By integrating government research into this broader institutional framework, the Article reaffirms the state’s indispensable role in innovation law and policy and reasserts the values that ought to guide its future development.
Professor Todd Berger’s online Trial Practice course was recognized by the Syracuse University Center for Online & Digital Learning at its recent Digital Spotlight event, which celebrated collaboration in online course design and development.
The Trial Practice course, offered to students in Syracuse Law’s JDinteractive hybrid online J.D. program, features lectures on the actual skills used in trial practice followed by demonstrations of the skills in action. For example, students might hear a lecture on impeachment by prior inconsistent statement and then see a demonstration of the classic three-step impeachment process.
“The demonstrations help make abstract descriptions more concrete and help students understand how to perform the skills themselves,” said Berger, director of the College of Law’s Advocacy program.

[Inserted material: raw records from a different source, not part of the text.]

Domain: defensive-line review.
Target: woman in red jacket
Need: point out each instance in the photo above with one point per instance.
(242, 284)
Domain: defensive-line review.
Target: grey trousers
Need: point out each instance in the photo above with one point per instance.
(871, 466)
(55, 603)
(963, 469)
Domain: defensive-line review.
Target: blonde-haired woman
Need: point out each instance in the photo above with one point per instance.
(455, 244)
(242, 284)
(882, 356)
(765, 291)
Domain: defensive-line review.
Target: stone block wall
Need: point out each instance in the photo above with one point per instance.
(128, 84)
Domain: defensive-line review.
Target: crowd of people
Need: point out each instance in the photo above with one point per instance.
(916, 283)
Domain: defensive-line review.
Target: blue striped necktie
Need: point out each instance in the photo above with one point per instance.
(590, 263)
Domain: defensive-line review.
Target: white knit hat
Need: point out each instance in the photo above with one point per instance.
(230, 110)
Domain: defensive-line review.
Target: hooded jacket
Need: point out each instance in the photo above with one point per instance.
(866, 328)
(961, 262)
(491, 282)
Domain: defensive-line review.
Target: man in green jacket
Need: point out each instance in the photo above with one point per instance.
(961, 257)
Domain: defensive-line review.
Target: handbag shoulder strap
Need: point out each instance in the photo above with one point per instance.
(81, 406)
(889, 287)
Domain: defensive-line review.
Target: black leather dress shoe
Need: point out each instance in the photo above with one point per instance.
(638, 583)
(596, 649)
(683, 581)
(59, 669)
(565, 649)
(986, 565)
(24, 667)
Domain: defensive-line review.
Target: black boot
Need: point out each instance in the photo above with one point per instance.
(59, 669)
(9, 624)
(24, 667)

The demonstrations are conducted by trial team members, following scripts created for the class. The demonstrations feature on-screen indicators identifying the essential components of each skill set as it is performed.
“Empirical research supports the benefits of demonstration as an effective pedagogical tool to enhance student learning,” said Berger. “Or said differently, a picture is worth a thousand words.”
A study notes that, “demonstration can benefit verbal recall of instruction sequences through the engagement of visuo-motor processes that provide additional forms of coding to support working memory performance.” Allen RJ, Hill LJB, Eddy LH, Waterman AH, Exploring the effects of demonstration and enactment in facilitating recall of instructions in working memory. Mem Cognit. 2020 Apr;48.
Professor Emeritus William C. Banks discussed the history, original meaning, and Constitutional aspect of the Insurrection Act on the We the People podcast. The Insurrection Act authorizes the president to deploy the U.S. military for domestic law enforcement purposes.